More than 3 million people have already voted in early voting in North Carolina, which can be done via mail-in absentee ballot or via in-person locations around the state. Republicans, interestingly, for the first time ever actually lead the early vote–North Carolina provides the partisan breakdown and demographic data on early voters in the state–something they have done now for more than a week. This remarkably consistent GOP lead has shocked political observers, and comes as demographic data also suggests Democrats face serious issues in competing at the top of the ticket in the state. Black voter turnout is down approximately 3 percent from 2020, and about 1 percent more men than women, as compared with 2020, are voting in the state. These strong headwinds against Harris in North Carolina were proving to be a major issue for her in the closing days of the campaign as she set to flip the only battleground state out of seven nationwide that Trump won in 2020. For comparison purposes, again Trump won North Carolina in 2020–and the electorate per the early voting data based on millions of votes cast so far suggests a much more GOP-friendly electorate even than then.

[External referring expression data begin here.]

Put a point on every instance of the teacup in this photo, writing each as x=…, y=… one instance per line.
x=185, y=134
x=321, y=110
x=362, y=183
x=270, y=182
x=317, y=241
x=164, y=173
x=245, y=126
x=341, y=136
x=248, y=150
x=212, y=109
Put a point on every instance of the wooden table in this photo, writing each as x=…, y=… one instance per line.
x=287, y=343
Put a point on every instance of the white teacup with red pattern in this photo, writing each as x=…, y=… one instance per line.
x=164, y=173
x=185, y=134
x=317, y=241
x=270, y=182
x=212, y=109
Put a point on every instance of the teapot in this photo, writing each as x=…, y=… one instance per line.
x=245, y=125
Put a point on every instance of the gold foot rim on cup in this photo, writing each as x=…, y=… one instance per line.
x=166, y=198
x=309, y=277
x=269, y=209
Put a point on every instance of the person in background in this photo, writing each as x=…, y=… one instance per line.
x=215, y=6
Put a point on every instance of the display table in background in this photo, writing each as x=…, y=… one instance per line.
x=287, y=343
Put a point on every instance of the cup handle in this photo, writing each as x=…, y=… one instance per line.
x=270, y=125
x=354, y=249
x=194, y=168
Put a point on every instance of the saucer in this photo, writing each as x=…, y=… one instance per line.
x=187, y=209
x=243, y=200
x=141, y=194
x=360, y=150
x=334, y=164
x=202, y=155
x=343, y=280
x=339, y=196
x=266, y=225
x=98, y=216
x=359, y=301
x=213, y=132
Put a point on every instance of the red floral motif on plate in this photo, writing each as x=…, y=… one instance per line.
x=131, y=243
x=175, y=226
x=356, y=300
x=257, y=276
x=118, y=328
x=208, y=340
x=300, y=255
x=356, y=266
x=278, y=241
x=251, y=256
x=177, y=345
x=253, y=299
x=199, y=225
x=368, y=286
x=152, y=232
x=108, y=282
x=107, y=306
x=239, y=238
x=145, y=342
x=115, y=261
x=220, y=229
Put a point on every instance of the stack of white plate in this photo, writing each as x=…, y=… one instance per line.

In addition, older voters are turning out in much higher numbers while younger voters are dropping off from last time:

So all of this makes sense as to why Harris would withdraw from the state in any serious way. Democrats also face similar issues in Arizona and Nevada, where Republicans also lead in both states. Georgia, meanwhile, does not provide partisan breakdown of voters since there is no partisan registration in the state but out of the millions who voted early there the demographic breakdown suggests major issues for Democrats in the Peach State. Cumulatively, the big picture of the data set publicly available seems to suggest that Democrats are losing the so-called “Sun Belt” states of North Carolina, Arizona, Nevada, and Georgia in a big way–forcing the race back up north to the upper “Rust Belt” states of Pennsylvania, Michigan, and Wisconsin. Harris faces major problems in each of those places as well, and Trump seems to be making inroads beyond the traditional battlegrounds too as he seeks to compete in bluer states like Virginia, New Hampshire, Minnesota, and New Mexico.